Part of what has made experiential art so successful is that it hides its scaffolding. The dark “Infinity Room” makes the mirrors less obvious, and the Museum of Illusions rents out an entire warehouse, hires interior designers, and makes you believe that the pop-up has always been a permanent fixture. Some will find Oiwa’s scrappiness part of the charm, even refreshing from such overproduced spaces; I thought I would favor it, instead, I was too anchored in reality.
Oscar Oiwa: Dreams of a Sleeping World continues at the USC Pacific Asia Museum (46 N Los Robles Ave, Pasadena) through April 26.
The artists works are intriguing and this reader finds the paintings, polychromatic as well as black and white to be worthy attempts at proving discipline’s persistent relevance in a digital media dominated world. However I do disagree with the critic’s negative observations regarding flaws and imperfections in the presentation, visible seams et al. Likewise the compare contrast to Kusama, whose infinity Room(s) seem more carnivalesque house of mirrors spectacle than art.
On the other hand, to his credit, Oiwa permits the viewers’ own mind to bridge that gap between illusion and the visible materiality of that mirage’s construction.
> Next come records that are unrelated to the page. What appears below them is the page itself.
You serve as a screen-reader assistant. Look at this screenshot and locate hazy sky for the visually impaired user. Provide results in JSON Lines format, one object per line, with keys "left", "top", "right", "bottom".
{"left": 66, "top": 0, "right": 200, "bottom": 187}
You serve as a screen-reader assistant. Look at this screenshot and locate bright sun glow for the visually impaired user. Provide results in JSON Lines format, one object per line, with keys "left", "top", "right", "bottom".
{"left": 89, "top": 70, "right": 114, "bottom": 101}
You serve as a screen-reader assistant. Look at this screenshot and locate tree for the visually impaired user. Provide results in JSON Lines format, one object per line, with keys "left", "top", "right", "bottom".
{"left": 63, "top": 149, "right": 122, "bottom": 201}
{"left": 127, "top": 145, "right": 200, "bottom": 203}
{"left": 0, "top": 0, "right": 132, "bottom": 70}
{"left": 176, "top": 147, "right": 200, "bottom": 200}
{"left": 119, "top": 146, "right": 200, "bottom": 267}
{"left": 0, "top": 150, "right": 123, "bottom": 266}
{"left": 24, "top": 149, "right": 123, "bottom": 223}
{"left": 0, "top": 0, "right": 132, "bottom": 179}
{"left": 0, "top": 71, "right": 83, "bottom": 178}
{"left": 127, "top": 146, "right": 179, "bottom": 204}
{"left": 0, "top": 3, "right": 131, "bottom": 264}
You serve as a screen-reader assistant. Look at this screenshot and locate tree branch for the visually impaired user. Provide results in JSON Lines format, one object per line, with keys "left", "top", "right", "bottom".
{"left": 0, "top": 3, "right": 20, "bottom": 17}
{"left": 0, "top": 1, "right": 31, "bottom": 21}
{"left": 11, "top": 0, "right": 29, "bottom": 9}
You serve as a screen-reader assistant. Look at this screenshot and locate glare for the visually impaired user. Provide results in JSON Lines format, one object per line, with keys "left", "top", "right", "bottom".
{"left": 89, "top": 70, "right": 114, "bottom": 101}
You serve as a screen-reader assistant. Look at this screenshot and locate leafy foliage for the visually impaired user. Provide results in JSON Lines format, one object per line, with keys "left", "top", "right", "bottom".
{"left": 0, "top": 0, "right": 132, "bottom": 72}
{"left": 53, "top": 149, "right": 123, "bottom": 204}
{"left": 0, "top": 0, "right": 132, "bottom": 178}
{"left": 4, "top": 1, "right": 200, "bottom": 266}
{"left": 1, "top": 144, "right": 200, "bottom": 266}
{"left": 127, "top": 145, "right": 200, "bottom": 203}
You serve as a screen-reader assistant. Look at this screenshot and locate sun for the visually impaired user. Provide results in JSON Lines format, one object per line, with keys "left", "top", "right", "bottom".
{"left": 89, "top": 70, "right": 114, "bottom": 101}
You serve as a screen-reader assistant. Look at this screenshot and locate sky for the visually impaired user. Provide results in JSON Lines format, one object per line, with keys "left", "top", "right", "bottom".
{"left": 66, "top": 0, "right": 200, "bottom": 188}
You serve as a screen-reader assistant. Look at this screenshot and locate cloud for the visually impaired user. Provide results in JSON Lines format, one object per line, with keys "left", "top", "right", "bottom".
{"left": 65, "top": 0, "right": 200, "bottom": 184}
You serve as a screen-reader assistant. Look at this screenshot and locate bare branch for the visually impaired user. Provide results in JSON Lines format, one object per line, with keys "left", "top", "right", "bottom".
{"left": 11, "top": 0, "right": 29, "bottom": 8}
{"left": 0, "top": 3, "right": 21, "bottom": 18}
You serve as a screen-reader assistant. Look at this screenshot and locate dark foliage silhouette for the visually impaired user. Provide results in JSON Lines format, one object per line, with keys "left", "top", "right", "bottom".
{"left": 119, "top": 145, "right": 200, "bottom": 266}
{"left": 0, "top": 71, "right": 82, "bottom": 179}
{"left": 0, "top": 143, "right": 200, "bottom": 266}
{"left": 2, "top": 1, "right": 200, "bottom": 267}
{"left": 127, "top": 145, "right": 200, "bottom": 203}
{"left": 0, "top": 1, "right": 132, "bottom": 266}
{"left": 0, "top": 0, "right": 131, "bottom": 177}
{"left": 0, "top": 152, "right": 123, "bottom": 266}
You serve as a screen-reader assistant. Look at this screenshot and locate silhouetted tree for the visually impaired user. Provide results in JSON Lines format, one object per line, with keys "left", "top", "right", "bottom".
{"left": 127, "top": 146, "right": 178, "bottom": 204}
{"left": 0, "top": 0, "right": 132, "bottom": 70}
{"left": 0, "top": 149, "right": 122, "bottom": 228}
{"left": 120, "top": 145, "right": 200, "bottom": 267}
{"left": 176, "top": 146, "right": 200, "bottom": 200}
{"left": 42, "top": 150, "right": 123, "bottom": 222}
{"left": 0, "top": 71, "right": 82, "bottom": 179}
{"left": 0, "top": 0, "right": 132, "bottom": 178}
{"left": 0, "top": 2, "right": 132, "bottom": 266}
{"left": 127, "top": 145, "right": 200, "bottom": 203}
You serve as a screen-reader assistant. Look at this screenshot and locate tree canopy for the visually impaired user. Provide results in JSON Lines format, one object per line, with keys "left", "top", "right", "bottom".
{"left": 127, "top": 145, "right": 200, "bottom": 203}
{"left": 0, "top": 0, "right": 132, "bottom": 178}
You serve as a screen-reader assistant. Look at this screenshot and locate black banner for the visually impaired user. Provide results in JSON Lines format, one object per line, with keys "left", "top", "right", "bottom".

The best art has always been defined as much by what the artist withholds, the imperfections that the artist is willing to let be, yet still they get away with it. That one can see the seams etc, and STILL be swept into that otherworld, in spite of the flaws acknowledgement of our mind’s ability to fill in the gaps in our perception. It is a classic figure/ground dichotomy proving that our reality is as much a construction of our own,…including the odd blemish or two.
it can’t transport you anywhere, for when you arrive, you will be greeted by cackles of girls taking selfies. shit not worth transporting.